I don’t read very newspaper or listen to every news broadcast. That notwithstanding, my sense is that without that original blog on the SHA website, written by Dr Shibley Rahman and promoted through the social media by NHS supporters, these Statutory Instruments would have come into force without mention in the mainstream media; which would have remained –  as George Monbiot described the BBC on another matter – “disgracefully incurious”.

The UK system of government – the arcane, unwritten rituals and processes of our Parliament – is a set of Mithraic mysteries (or Masonic) kept so, and quite impenetrable, to Her Majesty’s subjects. It constantly surprises and appals. One day we learn that Lords and Ladies may speak in debates where they have a vested financial interest.  On this occasion we learn that highly significant changes to the lives and wellbeing of everyone in England can “come into force” without debate in either House, let alone a vote. Unless someone says a prayer.

Dr Sarah Wollaston MP tweeted today that she was shocked by the negativity faced by MPs, and how wearing it is . Surely here is an egregious example of why our democratic process is in such a deficit;  MPs almost cannot remain principled when such huge changes are slid into place without public consent (the more cynical amongst us might suggest, deliberately so).
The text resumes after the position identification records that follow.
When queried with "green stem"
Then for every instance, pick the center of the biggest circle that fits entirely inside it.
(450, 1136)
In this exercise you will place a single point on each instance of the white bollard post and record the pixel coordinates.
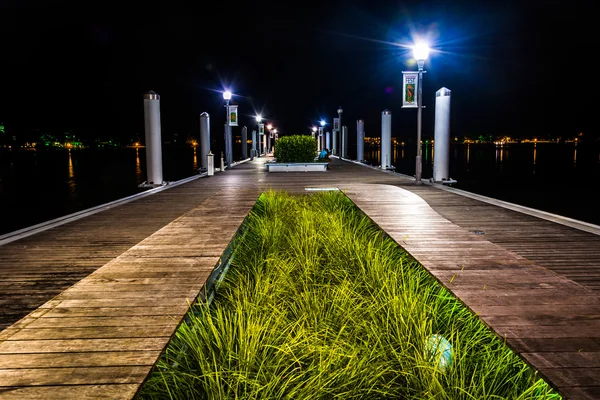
(210, 163)
(244, 143)
(441, 149)
(386, 139)
(334, 149)
(360, 140)
(228, 145)
(345, 141)
(153, 139)
(204, 140)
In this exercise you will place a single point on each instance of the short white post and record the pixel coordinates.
(244, 143)
(204, 140)
(441, 146)
(210, 163)
(344, 141)
(360, 140)
(386, 139)
(153, 139)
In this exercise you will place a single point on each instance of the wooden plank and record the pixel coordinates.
(150, 256)
(112, 391)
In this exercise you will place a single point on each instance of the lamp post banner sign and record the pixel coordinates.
(232, 115)
(410, 82)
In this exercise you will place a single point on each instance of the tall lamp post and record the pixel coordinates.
(268, 143)
(338, 134)
(228, 139)
(256, 146)
(420, 53)
(322, 136)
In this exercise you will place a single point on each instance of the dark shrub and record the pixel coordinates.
(295, 148)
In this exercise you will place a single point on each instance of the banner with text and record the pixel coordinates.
(233, 115)
(336, 124)
(410, 83)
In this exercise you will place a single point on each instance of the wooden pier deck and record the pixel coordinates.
(89, 306)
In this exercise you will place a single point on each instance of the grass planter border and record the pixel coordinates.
(320, 303)
(297, 167)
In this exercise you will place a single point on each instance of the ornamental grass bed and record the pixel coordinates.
(319, 303)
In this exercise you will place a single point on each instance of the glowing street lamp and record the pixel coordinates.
(321, 138)
(420, 53)
(256, 140)
(228, 138)
(338, 134)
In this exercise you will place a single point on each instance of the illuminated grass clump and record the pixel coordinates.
(319, 304)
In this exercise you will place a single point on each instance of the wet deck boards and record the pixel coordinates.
(533, 281)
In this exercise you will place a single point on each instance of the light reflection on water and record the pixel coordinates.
(553, 177)
(550, 177)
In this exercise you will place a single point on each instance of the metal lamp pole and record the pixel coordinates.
(420, 52)
(228, 139)
(339, 132)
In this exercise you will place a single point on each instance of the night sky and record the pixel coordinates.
(519, 68)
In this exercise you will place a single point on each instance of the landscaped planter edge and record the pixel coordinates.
(297, 167)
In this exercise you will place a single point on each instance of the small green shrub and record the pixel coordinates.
(295, 148)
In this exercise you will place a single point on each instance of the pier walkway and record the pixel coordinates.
(88, 306)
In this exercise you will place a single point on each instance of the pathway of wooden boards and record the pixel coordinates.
(130, 328)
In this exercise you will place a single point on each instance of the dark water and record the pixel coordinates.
(557, 178)
(36, 186)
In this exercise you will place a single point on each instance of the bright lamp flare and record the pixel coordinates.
(420, 51)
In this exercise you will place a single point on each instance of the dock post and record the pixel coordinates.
(153, 140)
(360, 140)
(334, 144)
(244, 143)
(204, 140)
(386, 139)
(441, 135)
(228, 146)
(210, 163)
(344, 153)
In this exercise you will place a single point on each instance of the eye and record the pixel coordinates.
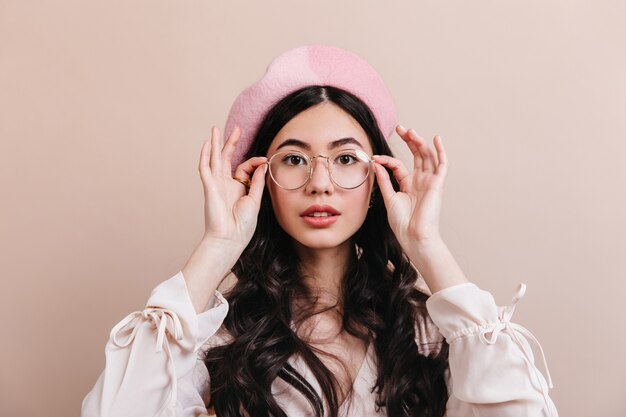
(293, 159)
(346, 158)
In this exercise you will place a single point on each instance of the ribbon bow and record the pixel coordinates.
(163, 319)
(516, 331)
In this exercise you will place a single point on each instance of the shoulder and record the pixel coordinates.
(428, 338)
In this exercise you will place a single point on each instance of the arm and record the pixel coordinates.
(491, 361)
(492, 367)
(151, 357)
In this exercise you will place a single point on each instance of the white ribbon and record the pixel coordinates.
(163, 319)
(516, 331)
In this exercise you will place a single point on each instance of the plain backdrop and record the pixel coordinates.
(104, 106)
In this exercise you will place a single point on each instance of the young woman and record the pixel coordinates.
(324, 230)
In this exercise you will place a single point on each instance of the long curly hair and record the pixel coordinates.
(378, 298)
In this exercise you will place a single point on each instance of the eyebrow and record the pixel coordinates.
(332, 145)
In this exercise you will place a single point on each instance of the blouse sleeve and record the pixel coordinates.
(151, 357)
(492, 367)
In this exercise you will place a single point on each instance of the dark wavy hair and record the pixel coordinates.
(379, 300)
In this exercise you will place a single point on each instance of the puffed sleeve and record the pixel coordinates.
(492, 367)
(153, 365)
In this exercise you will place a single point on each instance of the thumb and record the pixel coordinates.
(384, 182)
(257, 183)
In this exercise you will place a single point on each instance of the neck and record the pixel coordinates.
(323, 270)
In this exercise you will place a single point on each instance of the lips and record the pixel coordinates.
(318, 210)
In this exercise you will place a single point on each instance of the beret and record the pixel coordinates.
(304, 66)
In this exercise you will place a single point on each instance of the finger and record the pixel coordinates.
(384, 182)
(442, 167)
(205, 153)
(247, 167)
(216, 149)
(257, 184)
(400, 172)
(229, 147)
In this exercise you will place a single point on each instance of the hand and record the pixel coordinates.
(229, 213)
(413, 212)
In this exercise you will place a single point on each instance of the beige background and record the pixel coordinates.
(104, 107)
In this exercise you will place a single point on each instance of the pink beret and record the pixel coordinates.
(301, 67)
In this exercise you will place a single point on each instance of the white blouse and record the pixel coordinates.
(154, 362)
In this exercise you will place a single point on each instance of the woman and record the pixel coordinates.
(305, 203)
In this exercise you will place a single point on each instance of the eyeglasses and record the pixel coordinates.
(348, 168)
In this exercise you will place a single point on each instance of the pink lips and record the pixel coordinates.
(320, 215)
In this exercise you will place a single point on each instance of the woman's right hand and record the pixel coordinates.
(230, 214)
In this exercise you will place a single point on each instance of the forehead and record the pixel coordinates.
(321, 125)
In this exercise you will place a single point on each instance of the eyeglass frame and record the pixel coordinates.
(328, 168)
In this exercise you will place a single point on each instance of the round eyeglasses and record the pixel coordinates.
(348, 168)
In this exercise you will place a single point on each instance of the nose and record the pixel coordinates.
(320, 181)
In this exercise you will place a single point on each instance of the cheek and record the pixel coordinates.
(280, 202)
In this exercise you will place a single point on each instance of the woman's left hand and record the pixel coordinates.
(413, 212)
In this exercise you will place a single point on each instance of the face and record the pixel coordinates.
(321, 130)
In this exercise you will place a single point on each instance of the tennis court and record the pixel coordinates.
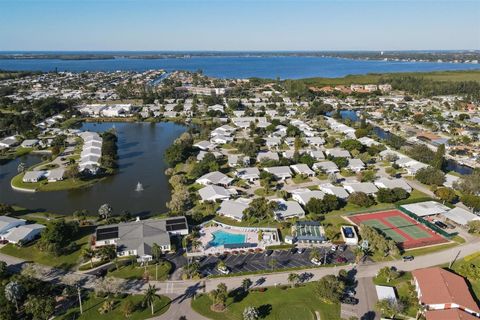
(399, 227)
Because as Nicola Cutcher and Lucy Reynolds point out in their blog for Open Democracy, these Regulations implement exactly what former Health Secretary Andrew Lansley said in 2005 that he would do in government. What we have had between that date and now, most especially since the Coalition Agreement and now, and most particularly during the passage of the Health and Social Care Act 2012 (which enables these regulations, and not the other way around) was near silence on this matter; a silence only broken by denials and obfuscation.

The genesis of these Regulations as much as their contents screams at us that our political system is unfit and undemocratic; and that too many of its denizens are (and have been) as dishonest to the public as they are craven to their real masters: the lobbyists, private corporations, the so-called Big 4 accountants, and the mendacious mesh of rightwing thinktanks.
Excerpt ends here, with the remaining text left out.